Al di là delle doverose battaglie contingenti è sulla scia di una ricca tradizione culturale e di una concreta visione dei rapporti sociali che il Sindacalismo Nazionale, nello specifico l’ Ugl, può svolgere un ruolo di avanguardia all’interno del più vasto fronte sindacale, in particolare sui grandi temi della rappresentanza sociale, della riforma istituzionale e della realizzazione di mature forme partecipative.

A chi accusa il sindacato italiano di essere un “fattore di ritardo” può essere, in definitiva, opposto non tanto un generico richiamo conflittuale quanto la   disponibilità a costruire una reale partecipazione dei lavoratori alla gestione delle aziende: una via trasparente e concreta, già realizzata in vari Paesi, e capace di costruire coesione sociale e buona occupazione, modernizzazione aziendale e politiche distributive della ricchezza.

Riuscirà l’Ugl in questa impresa? Le idee ci sono. La volontà di impegnarsi anche (come ha dimostrato l’encomiabile “campagna  d’agosto”,  nelle piazze, contro il decreto Poletti sulle pensioni).

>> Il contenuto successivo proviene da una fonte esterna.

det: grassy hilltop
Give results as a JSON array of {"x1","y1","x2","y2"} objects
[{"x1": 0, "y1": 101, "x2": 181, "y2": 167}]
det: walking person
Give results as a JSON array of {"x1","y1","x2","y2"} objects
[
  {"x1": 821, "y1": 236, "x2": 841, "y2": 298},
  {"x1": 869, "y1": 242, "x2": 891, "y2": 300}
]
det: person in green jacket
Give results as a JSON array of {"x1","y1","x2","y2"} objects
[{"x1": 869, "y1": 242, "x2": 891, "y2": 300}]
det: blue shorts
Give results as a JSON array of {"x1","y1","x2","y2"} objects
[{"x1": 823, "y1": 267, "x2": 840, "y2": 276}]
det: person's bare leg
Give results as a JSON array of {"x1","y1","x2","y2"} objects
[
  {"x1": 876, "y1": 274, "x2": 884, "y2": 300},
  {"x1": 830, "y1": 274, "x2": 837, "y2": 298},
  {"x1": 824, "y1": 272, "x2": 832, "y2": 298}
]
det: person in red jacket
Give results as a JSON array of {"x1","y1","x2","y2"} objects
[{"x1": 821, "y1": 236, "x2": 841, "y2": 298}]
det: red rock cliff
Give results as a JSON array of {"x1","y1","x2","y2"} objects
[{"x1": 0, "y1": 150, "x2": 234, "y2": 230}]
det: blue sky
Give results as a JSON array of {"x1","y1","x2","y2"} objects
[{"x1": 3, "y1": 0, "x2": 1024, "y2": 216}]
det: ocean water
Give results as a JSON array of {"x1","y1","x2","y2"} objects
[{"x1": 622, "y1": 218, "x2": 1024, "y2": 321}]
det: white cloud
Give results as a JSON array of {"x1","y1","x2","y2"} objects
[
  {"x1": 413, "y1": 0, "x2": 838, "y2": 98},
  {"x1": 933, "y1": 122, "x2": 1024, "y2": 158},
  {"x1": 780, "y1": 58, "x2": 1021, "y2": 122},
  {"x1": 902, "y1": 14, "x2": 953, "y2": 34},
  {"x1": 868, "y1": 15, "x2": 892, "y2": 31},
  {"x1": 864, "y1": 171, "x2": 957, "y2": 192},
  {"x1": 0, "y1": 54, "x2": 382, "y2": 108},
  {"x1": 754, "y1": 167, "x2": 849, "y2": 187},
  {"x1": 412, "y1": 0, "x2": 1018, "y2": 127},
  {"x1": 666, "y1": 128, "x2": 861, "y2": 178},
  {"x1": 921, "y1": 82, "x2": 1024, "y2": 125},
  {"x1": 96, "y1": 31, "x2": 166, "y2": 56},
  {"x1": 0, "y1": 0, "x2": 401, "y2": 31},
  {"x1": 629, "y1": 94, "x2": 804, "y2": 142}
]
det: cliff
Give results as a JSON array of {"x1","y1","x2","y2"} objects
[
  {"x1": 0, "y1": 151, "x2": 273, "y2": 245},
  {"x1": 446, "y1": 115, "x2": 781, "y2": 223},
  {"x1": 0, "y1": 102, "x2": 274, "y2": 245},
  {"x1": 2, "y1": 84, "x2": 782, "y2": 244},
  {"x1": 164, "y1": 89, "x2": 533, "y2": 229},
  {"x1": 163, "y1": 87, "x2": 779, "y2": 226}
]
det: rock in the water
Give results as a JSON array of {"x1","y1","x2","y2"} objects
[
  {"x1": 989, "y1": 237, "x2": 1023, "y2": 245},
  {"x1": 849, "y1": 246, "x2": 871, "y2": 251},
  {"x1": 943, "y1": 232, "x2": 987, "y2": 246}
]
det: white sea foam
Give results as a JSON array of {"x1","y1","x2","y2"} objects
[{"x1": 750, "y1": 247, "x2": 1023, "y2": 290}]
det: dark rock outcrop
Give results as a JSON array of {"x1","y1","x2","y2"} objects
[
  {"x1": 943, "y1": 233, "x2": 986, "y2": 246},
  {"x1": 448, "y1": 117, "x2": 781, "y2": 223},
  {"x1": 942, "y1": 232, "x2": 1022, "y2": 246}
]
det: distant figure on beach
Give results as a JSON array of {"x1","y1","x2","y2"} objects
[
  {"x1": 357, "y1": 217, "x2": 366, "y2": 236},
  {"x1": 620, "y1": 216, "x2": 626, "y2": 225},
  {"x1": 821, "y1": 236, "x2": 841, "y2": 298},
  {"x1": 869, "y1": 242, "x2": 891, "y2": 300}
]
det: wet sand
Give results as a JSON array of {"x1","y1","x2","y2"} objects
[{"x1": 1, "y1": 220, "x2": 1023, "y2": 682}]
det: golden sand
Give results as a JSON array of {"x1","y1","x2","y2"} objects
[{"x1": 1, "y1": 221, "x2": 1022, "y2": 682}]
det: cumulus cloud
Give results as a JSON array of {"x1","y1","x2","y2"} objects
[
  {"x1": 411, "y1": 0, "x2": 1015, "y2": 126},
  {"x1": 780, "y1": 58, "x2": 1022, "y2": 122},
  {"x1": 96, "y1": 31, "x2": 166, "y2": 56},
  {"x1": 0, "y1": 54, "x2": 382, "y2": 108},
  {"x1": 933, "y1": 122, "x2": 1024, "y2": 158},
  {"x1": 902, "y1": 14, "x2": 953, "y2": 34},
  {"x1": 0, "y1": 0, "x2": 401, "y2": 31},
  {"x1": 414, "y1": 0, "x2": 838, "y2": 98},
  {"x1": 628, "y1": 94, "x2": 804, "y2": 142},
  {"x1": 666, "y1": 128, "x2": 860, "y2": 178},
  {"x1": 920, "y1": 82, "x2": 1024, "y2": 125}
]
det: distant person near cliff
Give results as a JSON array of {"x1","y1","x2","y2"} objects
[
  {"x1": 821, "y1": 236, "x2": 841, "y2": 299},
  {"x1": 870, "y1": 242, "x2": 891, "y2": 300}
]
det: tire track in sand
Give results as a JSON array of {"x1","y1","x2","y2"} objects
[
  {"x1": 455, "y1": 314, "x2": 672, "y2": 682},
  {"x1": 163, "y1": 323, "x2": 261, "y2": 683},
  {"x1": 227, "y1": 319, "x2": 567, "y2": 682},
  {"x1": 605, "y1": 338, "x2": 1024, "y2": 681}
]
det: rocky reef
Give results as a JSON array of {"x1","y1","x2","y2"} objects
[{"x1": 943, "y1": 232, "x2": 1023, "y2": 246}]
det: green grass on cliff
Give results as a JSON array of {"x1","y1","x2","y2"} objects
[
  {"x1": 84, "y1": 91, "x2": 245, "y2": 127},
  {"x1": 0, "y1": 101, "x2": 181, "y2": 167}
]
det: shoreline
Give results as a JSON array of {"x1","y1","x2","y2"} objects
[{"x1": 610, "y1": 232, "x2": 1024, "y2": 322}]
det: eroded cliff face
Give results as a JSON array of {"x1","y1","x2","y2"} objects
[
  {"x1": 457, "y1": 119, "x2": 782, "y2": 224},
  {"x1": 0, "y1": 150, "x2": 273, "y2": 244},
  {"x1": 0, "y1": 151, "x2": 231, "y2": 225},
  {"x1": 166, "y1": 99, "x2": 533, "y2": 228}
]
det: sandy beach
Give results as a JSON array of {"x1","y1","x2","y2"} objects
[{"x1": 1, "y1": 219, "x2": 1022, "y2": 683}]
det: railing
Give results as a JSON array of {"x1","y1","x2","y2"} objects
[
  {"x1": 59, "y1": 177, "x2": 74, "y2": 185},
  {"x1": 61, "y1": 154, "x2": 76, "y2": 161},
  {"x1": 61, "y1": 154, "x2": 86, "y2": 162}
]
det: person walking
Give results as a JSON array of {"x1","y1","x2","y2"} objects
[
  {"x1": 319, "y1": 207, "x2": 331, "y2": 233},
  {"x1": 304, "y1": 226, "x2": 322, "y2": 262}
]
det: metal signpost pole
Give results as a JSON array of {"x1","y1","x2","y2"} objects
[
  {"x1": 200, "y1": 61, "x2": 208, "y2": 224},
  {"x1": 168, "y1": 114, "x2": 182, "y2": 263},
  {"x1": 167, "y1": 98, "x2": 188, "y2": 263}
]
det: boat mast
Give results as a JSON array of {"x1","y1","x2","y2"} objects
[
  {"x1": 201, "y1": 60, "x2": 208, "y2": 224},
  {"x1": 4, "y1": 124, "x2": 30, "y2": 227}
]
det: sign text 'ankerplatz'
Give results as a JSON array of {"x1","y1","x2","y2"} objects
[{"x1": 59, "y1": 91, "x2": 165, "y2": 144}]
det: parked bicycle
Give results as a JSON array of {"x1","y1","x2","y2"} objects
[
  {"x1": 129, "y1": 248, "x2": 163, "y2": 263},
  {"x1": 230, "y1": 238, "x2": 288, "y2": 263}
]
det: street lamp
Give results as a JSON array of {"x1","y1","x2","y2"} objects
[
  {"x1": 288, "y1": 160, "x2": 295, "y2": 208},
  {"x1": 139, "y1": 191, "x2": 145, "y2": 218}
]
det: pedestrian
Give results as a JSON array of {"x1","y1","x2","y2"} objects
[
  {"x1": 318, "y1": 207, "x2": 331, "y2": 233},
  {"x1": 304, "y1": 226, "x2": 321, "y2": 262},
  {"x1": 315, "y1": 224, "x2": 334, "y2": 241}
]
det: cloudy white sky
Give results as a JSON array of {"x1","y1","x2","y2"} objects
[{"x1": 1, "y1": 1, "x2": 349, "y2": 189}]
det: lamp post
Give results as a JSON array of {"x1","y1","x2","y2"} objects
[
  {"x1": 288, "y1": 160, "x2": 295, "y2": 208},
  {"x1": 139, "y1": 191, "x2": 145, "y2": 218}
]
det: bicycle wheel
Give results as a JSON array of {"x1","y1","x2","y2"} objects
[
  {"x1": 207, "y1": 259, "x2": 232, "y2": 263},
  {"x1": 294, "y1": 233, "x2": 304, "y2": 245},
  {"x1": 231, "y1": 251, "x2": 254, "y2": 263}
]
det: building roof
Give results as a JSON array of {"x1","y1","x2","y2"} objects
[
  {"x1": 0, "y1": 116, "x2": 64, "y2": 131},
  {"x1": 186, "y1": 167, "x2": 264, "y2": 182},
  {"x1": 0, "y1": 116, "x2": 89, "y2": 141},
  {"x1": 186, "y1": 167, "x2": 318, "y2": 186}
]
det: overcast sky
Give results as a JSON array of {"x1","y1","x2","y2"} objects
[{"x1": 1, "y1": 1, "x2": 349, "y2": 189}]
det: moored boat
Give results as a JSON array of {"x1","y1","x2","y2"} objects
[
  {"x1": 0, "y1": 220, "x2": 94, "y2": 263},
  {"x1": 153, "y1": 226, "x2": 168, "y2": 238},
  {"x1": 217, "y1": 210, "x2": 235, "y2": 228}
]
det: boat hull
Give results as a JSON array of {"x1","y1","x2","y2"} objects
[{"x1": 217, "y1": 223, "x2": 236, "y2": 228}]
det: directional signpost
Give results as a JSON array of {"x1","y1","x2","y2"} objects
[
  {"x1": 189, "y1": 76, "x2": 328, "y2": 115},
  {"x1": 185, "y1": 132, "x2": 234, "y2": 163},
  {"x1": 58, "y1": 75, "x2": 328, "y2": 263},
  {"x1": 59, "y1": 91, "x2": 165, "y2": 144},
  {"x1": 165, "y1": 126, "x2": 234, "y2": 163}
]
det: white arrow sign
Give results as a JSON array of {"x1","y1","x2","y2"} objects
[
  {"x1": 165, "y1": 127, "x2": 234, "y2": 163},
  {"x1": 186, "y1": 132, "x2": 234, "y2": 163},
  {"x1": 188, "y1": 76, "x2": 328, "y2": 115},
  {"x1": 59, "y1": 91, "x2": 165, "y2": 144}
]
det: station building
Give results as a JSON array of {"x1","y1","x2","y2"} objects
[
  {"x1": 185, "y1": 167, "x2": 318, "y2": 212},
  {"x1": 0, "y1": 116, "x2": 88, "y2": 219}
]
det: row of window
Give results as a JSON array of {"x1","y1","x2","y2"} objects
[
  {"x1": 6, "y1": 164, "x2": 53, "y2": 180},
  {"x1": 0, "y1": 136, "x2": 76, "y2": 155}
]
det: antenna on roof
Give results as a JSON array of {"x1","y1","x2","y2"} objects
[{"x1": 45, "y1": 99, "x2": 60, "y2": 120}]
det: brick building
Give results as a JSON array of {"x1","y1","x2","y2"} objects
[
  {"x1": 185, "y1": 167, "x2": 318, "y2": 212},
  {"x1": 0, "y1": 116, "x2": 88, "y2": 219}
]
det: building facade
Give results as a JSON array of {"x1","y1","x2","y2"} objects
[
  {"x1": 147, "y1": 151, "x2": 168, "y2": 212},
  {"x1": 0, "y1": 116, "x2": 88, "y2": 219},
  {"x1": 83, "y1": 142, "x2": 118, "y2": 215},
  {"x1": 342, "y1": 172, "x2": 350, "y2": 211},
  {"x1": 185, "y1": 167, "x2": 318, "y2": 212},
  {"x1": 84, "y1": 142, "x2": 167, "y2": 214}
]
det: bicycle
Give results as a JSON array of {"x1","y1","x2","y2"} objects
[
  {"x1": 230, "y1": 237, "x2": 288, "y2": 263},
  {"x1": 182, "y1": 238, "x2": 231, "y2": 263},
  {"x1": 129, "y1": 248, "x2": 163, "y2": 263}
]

Finalmente legittimata dal nuovo voto interno sta ora alla classe dirigente dell’Ugl di dimostrare, nei fatti, di essere all’altezza delle sfide sul tappeto, aggregando intorno a sé un consenso non formale. Vinta la battaglia interna, si tratta ora di rilanciare quella esterna, giocando a tutto campo una partita difficile, ma affascinante, che riguarda insieme il destino del sindacato e quello dei lavoratori italiani, con un occhio ai più generali interessi nazionali.